A Dedication to My Father: Youth & Activism

My father had an interest in architecture and after two years in community college and earning his associates degree, he attended UC Berkeley's school of architecture. He arrived in the late 60s when students were protesting against the Vietnam War and other social issues of the time. Dad was focused on his studies, training to be a draftsman, and proudly graduated from his program. 

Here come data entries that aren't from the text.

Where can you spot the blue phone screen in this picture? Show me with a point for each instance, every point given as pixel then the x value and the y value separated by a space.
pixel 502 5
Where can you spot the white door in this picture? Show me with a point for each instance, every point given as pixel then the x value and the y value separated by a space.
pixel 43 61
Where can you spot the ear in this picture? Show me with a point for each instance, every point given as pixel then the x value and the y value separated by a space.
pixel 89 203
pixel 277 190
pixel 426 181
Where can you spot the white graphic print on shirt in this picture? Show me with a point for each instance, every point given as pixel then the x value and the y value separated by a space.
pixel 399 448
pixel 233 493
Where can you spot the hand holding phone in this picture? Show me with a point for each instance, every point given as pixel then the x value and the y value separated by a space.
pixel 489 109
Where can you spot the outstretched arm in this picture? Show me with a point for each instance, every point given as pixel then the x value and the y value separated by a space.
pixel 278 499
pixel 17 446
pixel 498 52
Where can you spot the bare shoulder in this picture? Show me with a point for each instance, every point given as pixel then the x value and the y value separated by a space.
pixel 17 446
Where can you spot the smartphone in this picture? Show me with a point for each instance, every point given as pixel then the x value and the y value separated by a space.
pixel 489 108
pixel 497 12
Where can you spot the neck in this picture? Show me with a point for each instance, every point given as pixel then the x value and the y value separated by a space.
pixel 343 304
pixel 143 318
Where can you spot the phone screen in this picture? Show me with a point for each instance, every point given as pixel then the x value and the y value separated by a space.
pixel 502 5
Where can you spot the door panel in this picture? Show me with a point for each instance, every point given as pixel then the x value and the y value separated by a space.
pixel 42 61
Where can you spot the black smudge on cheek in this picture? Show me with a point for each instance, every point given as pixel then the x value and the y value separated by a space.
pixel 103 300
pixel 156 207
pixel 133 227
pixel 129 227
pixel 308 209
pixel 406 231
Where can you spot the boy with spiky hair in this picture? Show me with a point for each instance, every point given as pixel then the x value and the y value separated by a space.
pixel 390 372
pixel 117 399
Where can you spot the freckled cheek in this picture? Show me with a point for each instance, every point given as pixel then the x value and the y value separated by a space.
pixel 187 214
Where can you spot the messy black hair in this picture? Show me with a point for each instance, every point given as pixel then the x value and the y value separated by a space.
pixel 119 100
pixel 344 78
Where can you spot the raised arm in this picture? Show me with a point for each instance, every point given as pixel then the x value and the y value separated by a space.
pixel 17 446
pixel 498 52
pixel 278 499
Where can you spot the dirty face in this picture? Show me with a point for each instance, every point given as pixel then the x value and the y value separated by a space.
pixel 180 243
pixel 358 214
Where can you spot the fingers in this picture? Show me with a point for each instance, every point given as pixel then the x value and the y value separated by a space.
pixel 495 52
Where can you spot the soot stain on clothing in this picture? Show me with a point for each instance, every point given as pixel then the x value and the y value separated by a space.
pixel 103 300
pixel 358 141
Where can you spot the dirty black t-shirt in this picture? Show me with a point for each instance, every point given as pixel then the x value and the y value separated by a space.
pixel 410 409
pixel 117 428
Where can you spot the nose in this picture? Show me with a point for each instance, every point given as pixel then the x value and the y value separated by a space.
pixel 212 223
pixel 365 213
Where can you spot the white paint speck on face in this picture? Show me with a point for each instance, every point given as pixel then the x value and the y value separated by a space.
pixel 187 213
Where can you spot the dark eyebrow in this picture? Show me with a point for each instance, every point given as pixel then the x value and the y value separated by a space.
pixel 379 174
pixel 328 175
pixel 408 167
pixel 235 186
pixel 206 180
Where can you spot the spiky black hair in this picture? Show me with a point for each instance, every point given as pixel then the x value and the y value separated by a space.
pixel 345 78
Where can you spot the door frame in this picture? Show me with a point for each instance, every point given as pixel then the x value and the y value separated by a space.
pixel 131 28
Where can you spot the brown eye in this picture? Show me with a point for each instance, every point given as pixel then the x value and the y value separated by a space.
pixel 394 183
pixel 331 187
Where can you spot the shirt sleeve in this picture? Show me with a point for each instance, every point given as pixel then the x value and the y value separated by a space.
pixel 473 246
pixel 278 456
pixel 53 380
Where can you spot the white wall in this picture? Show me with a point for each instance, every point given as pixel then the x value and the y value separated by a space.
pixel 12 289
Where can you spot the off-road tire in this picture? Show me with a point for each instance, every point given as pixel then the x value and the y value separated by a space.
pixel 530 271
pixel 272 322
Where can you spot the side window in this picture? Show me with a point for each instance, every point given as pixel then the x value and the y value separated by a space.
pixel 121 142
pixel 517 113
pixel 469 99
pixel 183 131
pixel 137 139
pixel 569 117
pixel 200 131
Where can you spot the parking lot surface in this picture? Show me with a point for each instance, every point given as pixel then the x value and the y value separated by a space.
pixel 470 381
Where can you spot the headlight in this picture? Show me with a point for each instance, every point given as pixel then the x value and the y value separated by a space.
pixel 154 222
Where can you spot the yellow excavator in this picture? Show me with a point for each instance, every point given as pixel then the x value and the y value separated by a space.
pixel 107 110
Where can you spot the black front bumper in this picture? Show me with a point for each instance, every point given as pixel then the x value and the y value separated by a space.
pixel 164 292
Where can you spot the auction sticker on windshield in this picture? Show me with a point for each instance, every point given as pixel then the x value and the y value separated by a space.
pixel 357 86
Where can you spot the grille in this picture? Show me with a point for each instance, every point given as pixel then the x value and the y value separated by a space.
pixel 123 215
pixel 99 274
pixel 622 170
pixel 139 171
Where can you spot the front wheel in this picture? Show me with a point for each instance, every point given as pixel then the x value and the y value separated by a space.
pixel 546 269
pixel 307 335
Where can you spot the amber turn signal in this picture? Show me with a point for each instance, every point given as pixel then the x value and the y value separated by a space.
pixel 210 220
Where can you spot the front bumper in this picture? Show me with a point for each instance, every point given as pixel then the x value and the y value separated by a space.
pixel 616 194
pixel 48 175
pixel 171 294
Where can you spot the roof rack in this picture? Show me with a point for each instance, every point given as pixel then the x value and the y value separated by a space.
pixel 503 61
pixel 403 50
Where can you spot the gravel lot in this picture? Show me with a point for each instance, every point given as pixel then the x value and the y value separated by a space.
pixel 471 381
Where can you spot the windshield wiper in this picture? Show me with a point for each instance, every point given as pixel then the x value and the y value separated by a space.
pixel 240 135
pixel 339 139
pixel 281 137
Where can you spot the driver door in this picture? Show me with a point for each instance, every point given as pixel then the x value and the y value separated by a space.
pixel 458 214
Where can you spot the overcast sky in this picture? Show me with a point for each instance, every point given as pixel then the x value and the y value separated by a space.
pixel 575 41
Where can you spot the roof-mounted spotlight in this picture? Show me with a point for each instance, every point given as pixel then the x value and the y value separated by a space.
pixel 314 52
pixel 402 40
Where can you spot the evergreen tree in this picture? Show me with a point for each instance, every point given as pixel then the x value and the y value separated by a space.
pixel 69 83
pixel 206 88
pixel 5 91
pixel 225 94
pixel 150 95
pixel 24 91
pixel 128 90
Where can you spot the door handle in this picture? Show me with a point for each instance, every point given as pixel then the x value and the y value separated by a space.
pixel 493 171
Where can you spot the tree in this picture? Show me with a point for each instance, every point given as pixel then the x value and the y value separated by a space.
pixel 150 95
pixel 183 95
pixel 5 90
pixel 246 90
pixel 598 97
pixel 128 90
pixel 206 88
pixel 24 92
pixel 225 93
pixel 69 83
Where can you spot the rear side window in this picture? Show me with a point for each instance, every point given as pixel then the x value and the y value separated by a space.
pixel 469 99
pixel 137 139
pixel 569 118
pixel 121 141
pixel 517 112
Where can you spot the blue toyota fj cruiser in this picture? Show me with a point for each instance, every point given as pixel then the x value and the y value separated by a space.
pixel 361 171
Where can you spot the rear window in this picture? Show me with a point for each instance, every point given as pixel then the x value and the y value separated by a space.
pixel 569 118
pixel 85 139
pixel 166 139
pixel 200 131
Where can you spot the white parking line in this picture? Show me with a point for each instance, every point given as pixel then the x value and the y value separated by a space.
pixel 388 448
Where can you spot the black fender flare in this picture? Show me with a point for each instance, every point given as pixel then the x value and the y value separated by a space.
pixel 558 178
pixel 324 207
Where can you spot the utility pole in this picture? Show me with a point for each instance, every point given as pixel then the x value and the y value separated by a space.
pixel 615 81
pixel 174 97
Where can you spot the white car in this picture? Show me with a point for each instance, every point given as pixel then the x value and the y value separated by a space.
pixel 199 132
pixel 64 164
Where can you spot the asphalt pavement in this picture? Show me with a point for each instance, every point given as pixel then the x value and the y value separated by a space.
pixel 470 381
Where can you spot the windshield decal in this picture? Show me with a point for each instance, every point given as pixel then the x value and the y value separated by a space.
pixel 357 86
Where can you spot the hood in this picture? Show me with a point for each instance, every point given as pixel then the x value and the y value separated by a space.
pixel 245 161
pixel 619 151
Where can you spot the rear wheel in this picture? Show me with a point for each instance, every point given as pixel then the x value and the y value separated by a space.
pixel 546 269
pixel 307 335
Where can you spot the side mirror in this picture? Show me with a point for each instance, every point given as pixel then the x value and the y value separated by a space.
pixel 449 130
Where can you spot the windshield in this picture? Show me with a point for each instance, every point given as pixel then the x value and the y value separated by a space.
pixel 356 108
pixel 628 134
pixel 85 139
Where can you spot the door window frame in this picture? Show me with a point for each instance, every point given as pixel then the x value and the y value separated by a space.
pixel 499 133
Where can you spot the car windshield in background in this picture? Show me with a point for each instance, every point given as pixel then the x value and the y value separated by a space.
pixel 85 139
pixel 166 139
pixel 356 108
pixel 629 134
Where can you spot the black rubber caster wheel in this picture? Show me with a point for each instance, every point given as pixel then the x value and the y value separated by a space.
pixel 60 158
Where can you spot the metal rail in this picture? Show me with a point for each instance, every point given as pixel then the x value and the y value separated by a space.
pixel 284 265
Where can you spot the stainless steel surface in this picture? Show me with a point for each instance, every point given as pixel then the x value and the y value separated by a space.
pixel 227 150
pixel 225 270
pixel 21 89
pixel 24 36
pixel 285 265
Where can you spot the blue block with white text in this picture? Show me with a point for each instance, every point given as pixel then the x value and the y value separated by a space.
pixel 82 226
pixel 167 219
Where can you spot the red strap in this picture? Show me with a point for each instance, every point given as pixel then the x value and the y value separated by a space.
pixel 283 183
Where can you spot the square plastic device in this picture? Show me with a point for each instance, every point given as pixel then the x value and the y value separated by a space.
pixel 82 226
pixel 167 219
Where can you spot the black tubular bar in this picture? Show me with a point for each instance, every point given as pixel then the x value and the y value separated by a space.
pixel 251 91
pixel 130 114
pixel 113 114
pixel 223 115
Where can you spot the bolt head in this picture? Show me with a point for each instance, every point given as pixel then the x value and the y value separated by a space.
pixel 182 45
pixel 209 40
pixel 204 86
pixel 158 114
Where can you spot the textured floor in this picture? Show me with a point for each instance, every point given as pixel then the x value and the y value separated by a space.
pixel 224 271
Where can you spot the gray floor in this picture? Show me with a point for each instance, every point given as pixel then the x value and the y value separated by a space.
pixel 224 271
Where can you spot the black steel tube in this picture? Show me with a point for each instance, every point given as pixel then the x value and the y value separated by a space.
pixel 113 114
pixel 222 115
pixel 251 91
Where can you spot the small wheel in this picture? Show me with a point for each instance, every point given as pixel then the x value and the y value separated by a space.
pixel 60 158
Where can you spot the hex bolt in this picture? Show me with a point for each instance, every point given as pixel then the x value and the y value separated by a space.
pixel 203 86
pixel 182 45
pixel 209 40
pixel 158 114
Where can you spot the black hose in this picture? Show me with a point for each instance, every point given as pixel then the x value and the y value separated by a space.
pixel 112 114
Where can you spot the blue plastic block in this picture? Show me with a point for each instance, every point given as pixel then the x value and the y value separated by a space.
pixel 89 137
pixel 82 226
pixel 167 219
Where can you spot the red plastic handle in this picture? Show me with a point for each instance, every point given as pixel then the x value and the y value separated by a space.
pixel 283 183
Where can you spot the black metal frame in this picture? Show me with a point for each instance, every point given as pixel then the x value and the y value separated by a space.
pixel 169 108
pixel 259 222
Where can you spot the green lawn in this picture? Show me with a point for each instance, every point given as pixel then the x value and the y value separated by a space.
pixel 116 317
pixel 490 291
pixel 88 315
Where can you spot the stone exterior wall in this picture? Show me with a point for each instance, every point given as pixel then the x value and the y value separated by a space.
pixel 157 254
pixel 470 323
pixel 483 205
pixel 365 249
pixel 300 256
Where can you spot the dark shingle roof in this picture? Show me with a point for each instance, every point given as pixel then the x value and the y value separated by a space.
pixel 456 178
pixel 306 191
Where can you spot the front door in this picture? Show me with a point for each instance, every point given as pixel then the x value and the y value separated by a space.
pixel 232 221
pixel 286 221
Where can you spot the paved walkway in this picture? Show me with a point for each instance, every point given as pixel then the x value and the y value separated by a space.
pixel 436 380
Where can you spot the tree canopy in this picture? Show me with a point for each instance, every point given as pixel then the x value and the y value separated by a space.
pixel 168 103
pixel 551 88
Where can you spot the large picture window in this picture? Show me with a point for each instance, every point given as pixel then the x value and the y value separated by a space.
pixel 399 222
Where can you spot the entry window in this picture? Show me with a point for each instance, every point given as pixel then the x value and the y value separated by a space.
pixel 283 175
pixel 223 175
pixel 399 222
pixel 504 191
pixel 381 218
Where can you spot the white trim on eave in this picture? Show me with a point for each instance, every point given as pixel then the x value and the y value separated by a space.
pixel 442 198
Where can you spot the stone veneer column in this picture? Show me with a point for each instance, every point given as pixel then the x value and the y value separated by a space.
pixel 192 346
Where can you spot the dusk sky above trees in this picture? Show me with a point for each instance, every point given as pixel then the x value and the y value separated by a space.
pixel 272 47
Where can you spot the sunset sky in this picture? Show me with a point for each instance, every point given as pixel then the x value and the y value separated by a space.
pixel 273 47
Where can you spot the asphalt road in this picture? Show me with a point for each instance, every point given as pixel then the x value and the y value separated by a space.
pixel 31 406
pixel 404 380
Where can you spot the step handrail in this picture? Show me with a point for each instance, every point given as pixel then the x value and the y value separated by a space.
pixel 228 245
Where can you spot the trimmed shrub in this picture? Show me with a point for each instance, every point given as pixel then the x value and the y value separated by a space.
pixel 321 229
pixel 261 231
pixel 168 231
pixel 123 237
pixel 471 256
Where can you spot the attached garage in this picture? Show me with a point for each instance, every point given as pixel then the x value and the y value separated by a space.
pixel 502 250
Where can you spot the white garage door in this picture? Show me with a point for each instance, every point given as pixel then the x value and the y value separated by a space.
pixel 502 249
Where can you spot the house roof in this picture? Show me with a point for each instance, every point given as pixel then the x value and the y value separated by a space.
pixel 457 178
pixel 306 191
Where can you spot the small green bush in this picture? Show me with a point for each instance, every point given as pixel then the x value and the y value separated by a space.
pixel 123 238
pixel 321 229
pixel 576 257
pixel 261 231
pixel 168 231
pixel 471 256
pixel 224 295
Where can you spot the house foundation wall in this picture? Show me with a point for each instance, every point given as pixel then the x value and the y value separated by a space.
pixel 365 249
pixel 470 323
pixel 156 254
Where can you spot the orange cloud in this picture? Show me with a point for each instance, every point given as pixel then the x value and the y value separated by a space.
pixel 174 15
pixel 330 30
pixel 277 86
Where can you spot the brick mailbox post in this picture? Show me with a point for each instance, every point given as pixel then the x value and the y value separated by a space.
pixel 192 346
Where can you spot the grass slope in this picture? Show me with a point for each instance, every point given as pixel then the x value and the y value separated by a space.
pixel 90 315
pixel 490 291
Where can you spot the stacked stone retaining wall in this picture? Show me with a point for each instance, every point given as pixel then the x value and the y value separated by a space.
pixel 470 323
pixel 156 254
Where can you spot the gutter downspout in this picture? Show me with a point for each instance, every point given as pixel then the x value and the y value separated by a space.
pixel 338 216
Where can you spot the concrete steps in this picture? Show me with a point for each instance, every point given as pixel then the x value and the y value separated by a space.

My father was in his 20s and during the late 60s/70s, it was the period in his life he became an activist engaged in Leftist politics. To avoid the draft, he became a VISTA volunteer. Moving from California to Waterbury, Connecticut, dad became more politically active while working with African American mothers who were on welfare and living in the public projects. He witnessed the racist injustices that put these mothers into perpetual poverty. During this time, he met his best friend and now my stepfather, David, who was engaged in protesting the Vietnam War. Later on, they moved to the East Village in the early 70s. My father met my mother through political meetings in Chinatown.

Dad became more politically engaged because of his personal experience with racism and the hypocrisy of the American government, who had uprooted his family and many others to internment camps ("relocation centers", aka concentration camps) during WWII . He wanted to prevent this from happening to my mother, his Chinese American wife, due to the growing adversarial relationship between the USA and China. He truly believed that the internment camp could happen again to his family and his future offspring.

He met many political activist during this time, who had influenced the way he looked at life, his politics, and at the increased creeping of fascism in this country. He read up on political collectivism, the Nearings, James and Grace Lee Bogg's, Mary Kochiyama, Malcolm X, Black Panthers, and many important writers of the time. He was recruited by community leaders because he had charisma to organize and lead. He was involved in many student demonstrations, including in Columbia University, and organized political forums.

With these experiences, he came to a conclusion that forming a collective with political minded persons, who had specific skills, could be an answer to spread and live the progressive political ideas he desired to be a part of.